I think it does make a difference that the actual "party" wasn't at Hooters..... a birthday Party (cake ice cream etc) there seems like a dumb idea to me.... lunch is different..... I'm not sure why though.
Mark P.
08-07-2002, 09:15 AM
What would have been wrong with TGIFridays? It's older than Chuckie Cheese, and definately more appropriate than Hooters. I get a laugh when Hooters is referred as just a sports bar.
Imo, divorce or not, it was a lame attempt for the Mom at being a 'cool Mom'.
dianeschlicht
08-07-2002, 09:23 AM
I didn't say taking a family there for a lunch was wrong just because it is a bar. What is wrong is that the kids are having a birthday lunch at a bar. Seems a little warped to me.
Blondie
08-07-2002, 09:27 AM
I thought it was an odd request myself...but they all went anyway.
Now throw me to the wolves!:rolleyes:
dianeschlicht
08-07-2002, 09:32 AM
No one is throwing you to the wolves, Blondie. It all worked out all right. I just think it was poor judgement on the mother's part. Twelve is still a child in my eyes. They grow up too fast anyway.
BLONDIE, I think that you made a good decision, but I certainly would have supported you if you chose for them NOT to attend. Hey, we ALL know that parenting is tough!!!!!!!! I support ANY parent who makes their best call in an effort to love and care for their children.

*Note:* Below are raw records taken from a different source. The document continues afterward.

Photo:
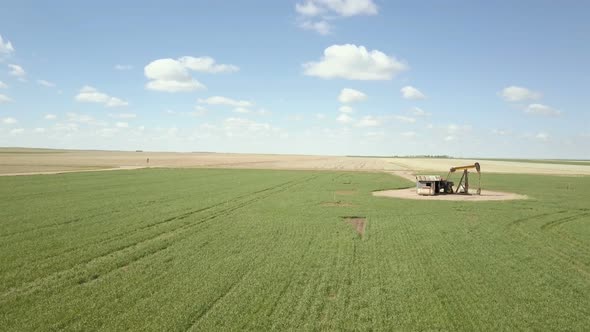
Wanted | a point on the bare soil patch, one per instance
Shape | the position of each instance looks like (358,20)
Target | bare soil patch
(486,195)
(358,223)
(35,161)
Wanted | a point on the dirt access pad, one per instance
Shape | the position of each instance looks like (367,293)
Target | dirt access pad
(486,195)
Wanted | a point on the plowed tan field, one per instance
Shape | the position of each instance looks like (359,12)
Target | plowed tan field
(32,161)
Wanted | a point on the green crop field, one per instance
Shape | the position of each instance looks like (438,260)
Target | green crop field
(168,250)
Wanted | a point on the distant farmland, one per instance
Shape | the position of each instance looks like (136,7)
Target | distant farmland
(218,249)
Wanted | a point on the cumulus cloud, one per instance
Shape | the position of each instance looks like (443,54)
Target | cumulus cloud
(416,111)
(542,136)
(354,63)
(346,109)
(308,8)
(344,118)
(455,131)
(173,75)
(313,15)
(540,109)
(17,71)
(206,65)
(338,7)
(123,115)
(46,83)
(6,47)
(368,121)
(219,100)
(9,121)
(242,110)
(348,96)
(322,27)
(236,127)
(123,67)
(517,93)
(410,92)
(4,99)
(409,134)
(170,75)
(89,94)
(500,132)
(405,119)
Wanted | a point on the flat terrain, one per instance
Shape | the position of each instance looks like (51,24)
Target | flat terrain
(23,161)
(220,249)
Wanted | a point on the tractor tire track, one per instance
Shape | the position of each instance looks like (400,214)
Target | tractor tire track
(58,276)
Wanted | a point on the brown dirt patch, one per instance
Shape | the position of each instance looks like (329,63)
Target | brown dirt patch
(486,195)
(359,224)
(337,203)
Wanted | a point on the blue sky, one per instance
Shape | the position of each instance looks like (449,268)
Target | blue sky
(482,79)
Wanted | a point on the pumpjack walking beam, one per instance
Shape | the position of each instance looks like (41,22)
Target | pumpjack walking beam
(464,182)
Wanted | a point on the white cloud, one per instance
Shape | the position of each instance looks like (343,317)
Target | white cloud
(346,109)
(540,109)
(308,8)
(89,94)
(322,27)
(455,132)
(344,118)
(338,7)
(410,92)
(368,121)
(206,65)
(354,63)
(5,46)
(236,127)
(416,111)
(5,99)
(199,110)
(123,67)
(172,75)
(9,121)
(46,83)
(500,132)
(17,71)
(409,134)
(83,118)
(455,129)
(542,136)
(348,96)
(123,115)
(517,93)
(219,100)
(405,119)
(242,110)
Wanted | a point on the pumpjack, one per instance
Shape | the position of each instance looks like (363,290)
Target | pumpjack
(430,185)
(463,186)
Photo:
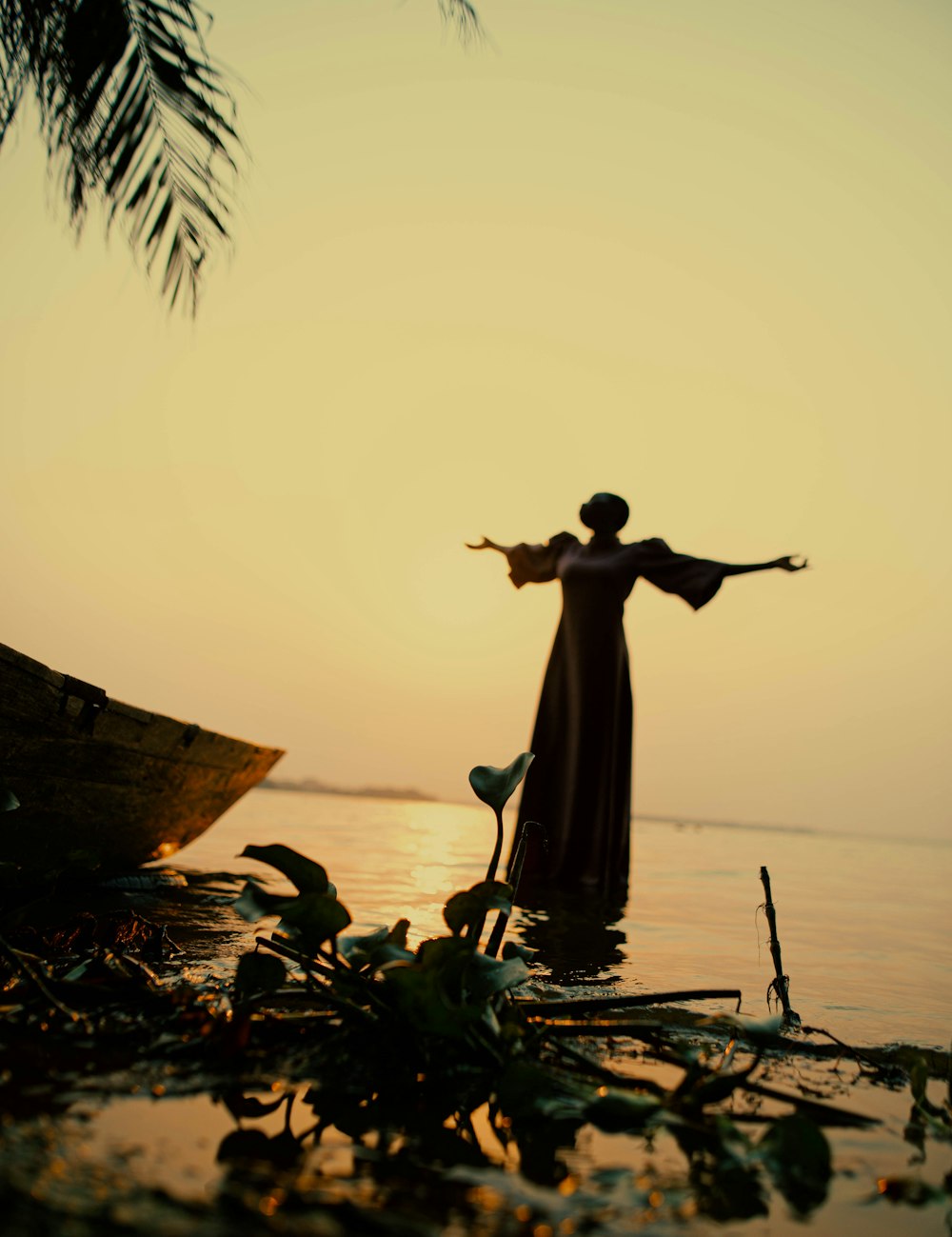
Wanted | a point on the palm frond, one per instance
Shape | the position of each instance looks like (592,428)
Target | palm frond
(464,16)
(137,115)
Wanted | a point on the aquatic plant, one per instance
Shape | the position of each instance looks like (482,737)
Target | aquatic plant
(438,1056)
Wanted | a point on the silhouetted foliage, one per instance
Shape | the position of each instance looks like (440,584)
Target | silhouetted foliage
(136,114)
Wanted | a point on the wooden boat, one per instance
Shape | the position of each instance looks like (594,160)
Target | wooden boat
(106,786)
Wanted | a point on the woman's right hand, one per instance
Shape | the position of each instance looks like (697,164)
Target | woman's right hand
(487,545)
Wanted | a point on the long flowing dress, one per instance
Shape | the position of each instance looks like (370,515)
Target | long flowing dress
(579,787)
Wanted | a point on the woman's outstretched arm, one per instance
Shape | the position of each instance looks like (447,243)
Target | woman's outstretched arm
(487,545)
(785,564)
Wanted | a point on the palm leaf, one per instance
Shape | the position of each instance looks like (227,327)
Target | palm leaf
(137,115)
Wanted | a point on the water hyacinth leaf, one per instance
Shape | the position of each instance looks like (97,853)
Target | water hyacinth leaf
(488,976)
(315,918)
(493,786)
(753,1030)
(256,975)
(471,906)
(9,802)
(377,948)
(303,872)
(620,1111)
(512,948)
(241,1105)
(419,993)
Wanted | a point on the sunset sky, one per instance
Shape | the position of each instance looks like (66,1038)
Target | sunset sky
(691,251)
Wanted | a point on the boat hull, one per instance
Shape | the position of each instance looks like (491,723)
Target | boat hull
(102,785)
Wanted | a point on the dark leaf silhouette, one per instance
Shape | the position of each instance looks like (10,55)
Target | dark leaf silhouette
(496,786)
(135,114)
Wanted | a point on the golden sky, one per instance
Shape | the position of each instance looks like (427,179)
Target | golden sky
(692,252)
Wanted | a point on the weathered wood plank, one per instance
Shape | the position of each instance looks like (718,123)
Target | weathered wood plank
(103,785)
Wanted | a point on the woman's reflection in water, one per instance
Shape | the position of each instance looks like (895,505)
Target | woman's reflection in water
(575,938)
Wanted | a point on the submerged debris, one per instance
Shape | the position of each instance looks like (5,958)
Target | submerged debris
(429,1067)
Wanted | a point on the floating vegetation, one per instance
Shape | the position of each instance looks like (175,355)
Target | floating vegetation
(463,1100)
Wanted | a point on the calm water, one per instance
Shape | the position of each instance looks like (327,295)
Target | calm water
(864,925)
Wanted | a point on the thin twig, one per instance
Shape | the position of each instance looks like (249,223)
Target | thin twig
(782,983)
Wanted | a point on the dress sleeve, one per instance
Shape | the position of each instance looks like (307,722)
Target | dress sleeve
(537,564)
(694,579)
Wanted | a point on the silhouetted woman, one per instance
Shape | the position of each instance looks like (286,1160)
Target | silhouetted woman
(580,783)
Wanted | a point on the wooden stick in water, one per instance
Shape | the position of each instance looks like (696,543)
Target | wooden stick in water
(782,983)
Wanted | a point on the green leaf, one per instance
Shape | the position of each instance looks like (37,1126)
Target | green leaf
(257,973)
(753,1030)
(305,873)
(253,903)
(488,976)
(496,786)
(8,799)
(426,991)
(379,948)
(474,905)
(512,948)
(315,918)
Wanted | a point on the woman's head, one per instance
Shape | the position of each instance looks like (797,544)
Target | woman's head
(604,513)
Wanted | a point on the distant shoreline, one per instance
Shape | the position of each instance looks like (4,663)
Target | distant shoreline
(314,786)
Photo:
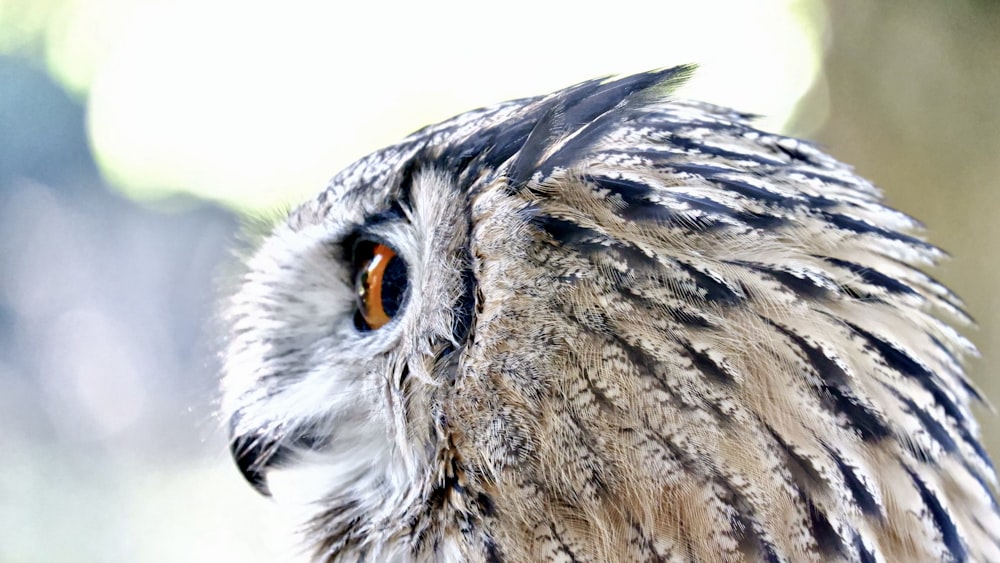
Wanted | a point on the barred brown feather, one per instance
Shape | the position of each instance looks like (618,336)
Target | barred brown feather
(634,328)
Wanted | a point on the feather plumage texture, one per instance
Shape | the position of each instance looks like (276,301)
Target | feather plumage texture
(636,328)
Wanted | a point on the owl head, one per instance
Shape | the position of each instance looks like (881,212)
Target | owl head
(606,324)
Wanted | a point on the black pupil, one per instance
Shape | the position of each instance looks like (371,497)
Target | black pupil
(393,286)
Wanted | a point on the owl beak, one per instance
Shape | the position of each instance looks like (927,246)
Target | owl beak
(254,452)
(252,455)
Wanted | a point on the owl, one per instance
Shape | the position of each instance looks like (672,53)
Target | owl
(607,324)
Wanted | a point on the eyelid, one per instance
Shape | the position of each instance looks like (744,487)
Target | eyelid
(369,286)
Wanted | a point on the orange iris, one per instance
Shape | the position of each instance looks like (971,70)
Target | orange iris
(369,286)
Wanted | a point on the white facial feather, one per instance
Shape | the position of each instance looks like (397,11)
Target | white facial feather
(630,328)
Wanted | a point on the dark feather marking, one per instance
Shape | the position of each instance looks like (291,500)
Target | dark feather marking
(873,277)
(861,227)
(862,496)
(902,362)
(697,147)
(803,287)
(715,290)
(836,383)
(565,231)
(706,365)
(589,110)
(758,193)
(864,556)
(933,427)
(828,541)
(941,518)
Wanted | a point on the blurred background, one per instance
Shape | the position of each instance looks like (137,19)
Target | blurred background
(137,135)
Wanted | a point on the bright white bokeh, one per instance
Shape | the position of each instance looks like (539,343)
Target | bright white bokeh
(257,104)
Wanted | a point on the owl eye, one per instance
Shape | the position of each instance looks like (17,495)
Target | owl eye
(380,284)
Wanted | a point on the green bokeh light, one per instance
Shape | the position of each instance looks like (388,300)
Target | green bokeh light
(257,105)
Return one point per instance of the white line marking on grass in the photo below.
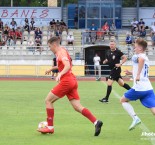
(142, 126)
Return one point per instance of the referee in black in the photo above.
(114, 58)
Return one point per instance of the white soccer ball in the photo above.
(42, 124)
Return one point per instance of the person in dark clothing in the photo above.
(114, 58)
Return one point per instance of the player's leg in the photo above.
(153, 110)
(109, 89)
(122, 84)
(74, 98)
(50, 99)
(85, 112)
(129, 95)
(94, 70)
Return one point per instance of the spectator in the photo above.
(18, 34)
(13, 24)
(136, 33)
(93, 30)
(152, 29)
(141, 25)
(96, 61)
(63, 25)
(38, 33)
(99, 34)
(153, 39)
(143, 33)
(134, 24)
(57, 24)
(30, 44)
(10, 41)
(58, 33)
(70, 39)
(76, 21)
(27, 27)
(105, 29)
(1, 25)
(6, 31)
(12, 34)
(37, 41)
(32, 26)
(128, 39)
(53, 24)
(112, 30)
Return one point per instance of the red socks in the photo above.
(89, 115)
(50, 116)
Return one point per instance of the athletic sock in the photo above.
(50, 116)
(89, 115)
(126, 86)
(128, 107)
(109, 88)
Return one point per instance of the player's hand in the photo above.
(137, 79)
(127, 72)
(58, 77)
(118, 65)
(47, 72)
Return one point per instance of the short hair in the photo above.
(54, 39)
(141, 42)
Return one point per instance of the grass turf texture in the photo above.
(22, 108)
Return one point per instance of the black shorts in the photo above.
(55, 71)
(115, 74)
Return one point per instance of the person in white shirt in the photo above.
(142, 88)
(134, 24)
(96, 60)
(152, 29)
(70, 39)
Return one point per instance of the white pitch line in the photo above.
(142, 126)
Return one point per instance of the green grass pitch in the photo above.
(22, 108)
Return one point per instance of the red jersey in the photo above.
(63, 55)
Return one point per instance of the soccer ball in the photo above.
(42, 124)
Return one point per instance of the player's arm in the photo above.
(66, 68)
(105, 61)
(140, 67)
(47, 72)
(124, 58)
(127, 72)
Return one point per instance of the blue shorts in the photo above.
(147, 98)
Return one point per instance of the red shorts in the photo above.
(67, 86)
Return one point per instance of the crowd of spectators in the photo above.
(138, 29)
(11, 33)
(94, 33)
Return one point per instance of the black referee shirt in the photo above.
(113, 57)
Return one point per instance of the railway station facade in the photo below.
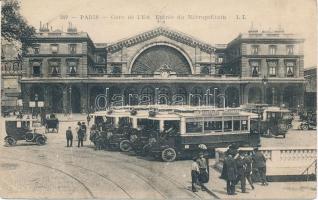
(68, 72)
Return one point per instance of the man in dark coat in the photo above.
(248, 170)
(195, 174)
(241, 170)
(259, 161)
(69, 137)
(230, 175)
(80, 136)
(204, 172)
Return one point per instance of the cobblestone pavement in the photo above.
(55, 171)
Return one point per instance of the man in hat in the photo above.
(241, 170)
(248, 171)
(69, 137)
(203, 167)
(230, 175)
(195, 174)
(259, 161)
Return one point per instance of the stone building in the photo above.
(71, 73)
(310, 97)
(11, 72)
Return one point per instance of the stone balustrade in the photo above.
(280, 160)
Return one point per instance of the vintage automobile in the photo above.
(114, 129)
(23, 129)
(310, 123)
(180, 134)
(273, 121)
(51, 124)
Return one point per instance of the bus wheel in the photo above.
(125, 145)
(168, 155)
(10, 141)
(305, 127)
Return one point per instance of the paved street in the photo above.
(55, 171)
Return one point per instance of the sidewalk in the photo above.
(275, 190)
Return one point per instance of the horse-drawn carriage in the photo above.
(23, 129)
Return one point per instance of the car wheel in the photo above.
(10, 141)
(125, 145)
(168, 155)
(40, 141)
(29, 137)
(305, 127)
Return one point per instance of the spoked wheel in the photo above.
(168, 155)
(305, 127)
(40, 141)
(10, 141)
(29, 137)
(125, 145)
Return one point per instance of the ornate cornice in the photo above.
(174, 35)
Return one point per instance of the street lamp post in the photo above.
(71, 100)
(265, 81)
(214, 93)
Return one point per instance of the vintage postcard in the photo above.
(170, 99)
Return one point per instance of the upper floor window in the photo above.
(205, 69)
(220, 59)
(54, 48)
(116, 69)
(290, 49)
(55, 67)
(36, 49)
(72, 67)
(272, 50)
(255, 50)
(255, 65)
(36, 68)
(272, 67)
(290, 65)
(72, 48)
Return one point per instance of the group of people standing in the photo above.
(199, 172)
(81, 133)
(239, 165)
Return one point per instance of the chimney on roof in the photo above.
(71, 28)
(252, 29)
(279, 29)
(44, 27)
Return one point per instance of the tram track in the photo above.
(181, 186)
(124, 162)
(96, 173)
(56, 169)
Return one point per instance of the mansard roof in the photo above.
(172, 34)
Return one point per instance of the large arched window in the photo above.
(154, 58)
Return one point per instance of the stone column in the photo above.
(65, 99)
(84, 97)
(47, 94)
(26, 92)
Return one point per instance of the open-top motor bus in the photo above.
(181, 134)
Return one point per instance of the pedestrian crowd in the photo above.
(199, 172)
(240, 166)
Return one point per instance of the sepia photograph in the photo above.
(170, 99)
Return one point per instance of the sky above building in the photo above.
(212, 21)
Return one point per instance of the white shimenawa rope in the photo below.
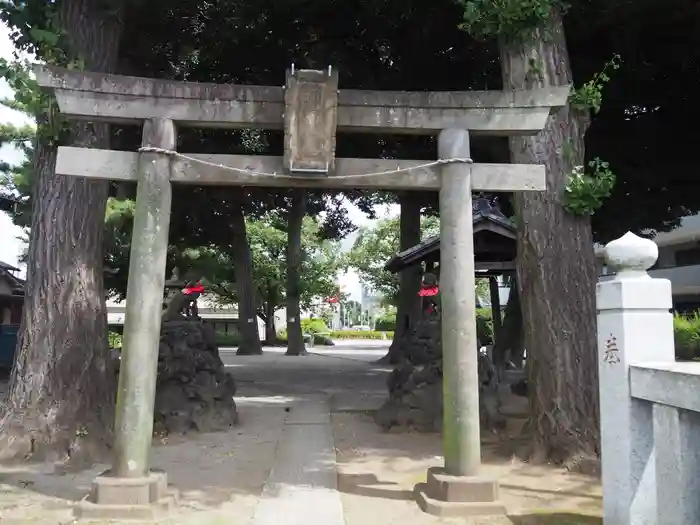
(171, 153)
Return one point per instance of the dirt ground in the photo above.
(378, 470)
(220, 476)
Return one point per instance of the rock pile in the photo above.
(415, 388)
(193, 390)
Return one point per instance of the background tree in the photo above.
(268, 244)
(373, 248)
(61, 390)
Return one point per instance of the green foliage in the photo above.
(314, 326)
(484, 326)
(511, 20)
(375, 246)
(686, 330)
(267, 240)
(115, 339)
(589, 97)
(357, 334)
(585, 193)
(386, 322)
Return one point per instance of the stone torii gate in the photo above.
(310, 109)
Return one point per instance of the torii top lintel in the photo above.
(115, 98)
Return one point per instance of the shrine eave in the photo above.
(487, 219)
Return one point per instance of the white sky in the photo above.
(11, 247)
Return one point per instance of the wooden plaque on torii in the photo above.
(310, 120)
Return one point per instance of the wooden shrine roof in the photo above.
(494, 243)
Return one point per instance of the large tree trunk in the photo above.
(245, 290)
(295, 338)
(408, 310)
(556, 263)
(62, 392)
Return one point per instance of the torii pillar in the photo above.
(457, 489)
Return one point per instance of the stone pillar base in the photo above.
(455, 496)
(132, 499)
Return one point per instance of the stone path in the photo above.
(302, 487)
(306, 452)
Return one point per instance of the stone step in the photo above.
(302, 486)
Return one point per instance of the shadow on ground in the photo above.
(556, 519)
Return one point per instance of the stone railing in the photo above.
(649, 403)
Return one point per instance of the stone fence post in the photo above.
(635, 326)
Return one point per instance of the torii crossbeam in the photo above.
(310, 109)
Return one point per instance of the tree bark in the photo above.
(408, 309)
(62, 391)
(295, 338)
(556, 264)
(245, 290)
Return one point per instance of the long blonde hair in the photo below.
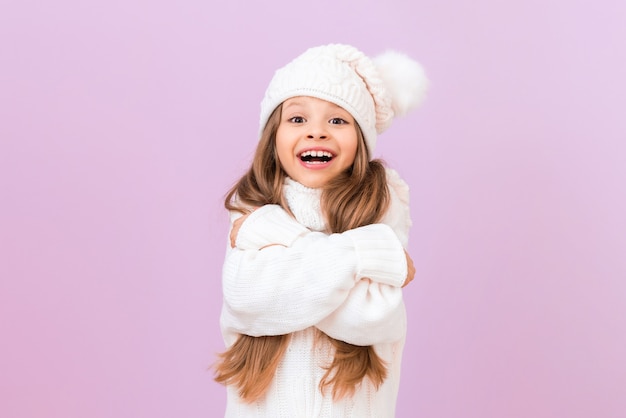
(358, 196)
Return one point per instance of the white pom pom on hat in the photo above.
(373, 91)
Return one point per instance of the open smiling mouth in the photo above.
(316, 157)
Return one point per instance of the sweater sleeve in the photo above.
(281, 289)
(374, 313)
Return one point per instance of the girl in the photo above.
(313, 316)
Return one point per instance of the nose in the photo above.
(317, 131)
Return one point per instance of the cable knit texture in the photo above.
(318, 281)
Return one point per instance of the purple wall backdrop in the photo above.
(122, 123)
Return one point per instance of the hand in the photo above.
(235, 229)
(410, 275)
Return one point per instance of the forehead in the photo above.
(308, 101)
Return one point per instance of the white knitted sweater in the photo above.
(346, 285)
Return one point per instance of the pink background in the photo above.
(122, 123)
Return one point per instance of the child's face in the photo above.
(316, 140)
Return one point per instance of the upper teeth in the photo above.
(314, 153)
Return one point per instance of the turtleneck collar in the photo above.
(305, 204)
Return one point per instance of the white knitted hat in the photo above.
(373, 91)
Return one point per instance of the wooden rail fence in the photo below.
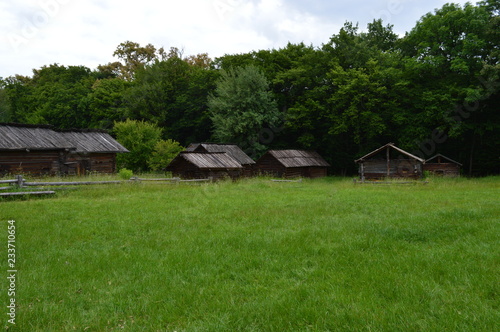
(19, 182)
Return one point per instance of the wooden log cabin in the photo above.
(443, 166)
(41, 150)
(231, 149)
(201, 165)
(389, 161)
(292, 164)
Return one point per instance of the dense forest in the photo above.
(434, 90)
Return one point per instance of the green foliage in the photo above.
(173, 93)
(125, 174)
(140, 138)
(358, 91)
(241, 107)
(163, 153)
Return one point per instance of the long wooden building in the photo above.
(39, 149)
(232, 150)
(292, 164)
(389, 161)
(201, 165)
(441, 165)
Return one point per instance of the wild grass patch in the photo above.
(257, 255)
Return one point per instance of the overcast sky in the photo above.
(34, 33)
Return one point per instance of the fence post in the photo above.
(20, 181)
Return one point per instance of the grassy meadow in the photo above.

Kids today are frankly inundated with all types of sexual messages............from TV, media, peers, entertainers (Britney;) ) and the like. I don't think that simple exposure over a lunch to some attractive waitresses provides any more stimulus than going to a WDW pool..........where young girls and women often FLAUNT sexuality rather than serve food!!!!!:) :) :)
pollyanna
08-07-2002, 10:13 AM
Now Blondie.....I'm thinking you knew EXACTLY what reaction this post would draw from "this" board. Right?
CaliforniaDreaming
08-07-2002, 10:27 AM
Blondie, I think your decision. :) I was 12 the first (and only) time I've been there. It was with my cousin! He wanted to take me to this "great" restaurant! LOL - I've often wanted to go into the one in Lake Buena Vista (pretty close to Disney - it's on Palm Parkway), passed it many times!
Serena
08-07-2002, 11:04 AM
I think I would have done the same Blondie. My objections are not big enough to spoil the kids' day.
POLLY ANN
08-07-2002, 11:15 AM
Hey, there's nothing like peer pressure.
Buckalew
08-07-2002, 01:56 PM
Blondie,
I don't think anyone would pin the "DIS shame button" on you (do we have one of those??!!) I think you have to make your own decisions for your children and that is what you did. From anything I have ever heard you say about you and your family, you are a very good and wise mom. {{{hugs}}} to you, Blondie. :D
Saffron
08-07-2002, 02:59 PM
Buckalew said:
I think you have to make your own decisions for your children and that is what you did. From anything I have ever heard you say about you and your family, you are a very good and wise mom.
I agree. :) :) :)
John Smith1
08-08-2002, 04:49 PM
Wow, I just found this..
Hooters is a sponsor of my station and yes, I've frequented there a few times, myself. But to have a 12yo think this is the place to go or a male rite of passage of some sort, I don't think so.
I'm sure your kids survived the trip, though, Blondie, and kids who have been raised correctly will not all of a sudden CHANGE with one trip to this place. I think keeping them from it would've made them want to go even MORE.
My only concern is with the woman who initiated this thing. Playing the 'male role' due to a divorce? I hope she wasn't thinking that this would make her a "guy"!
My son is 7, 5 years from now I intend to make a better choice!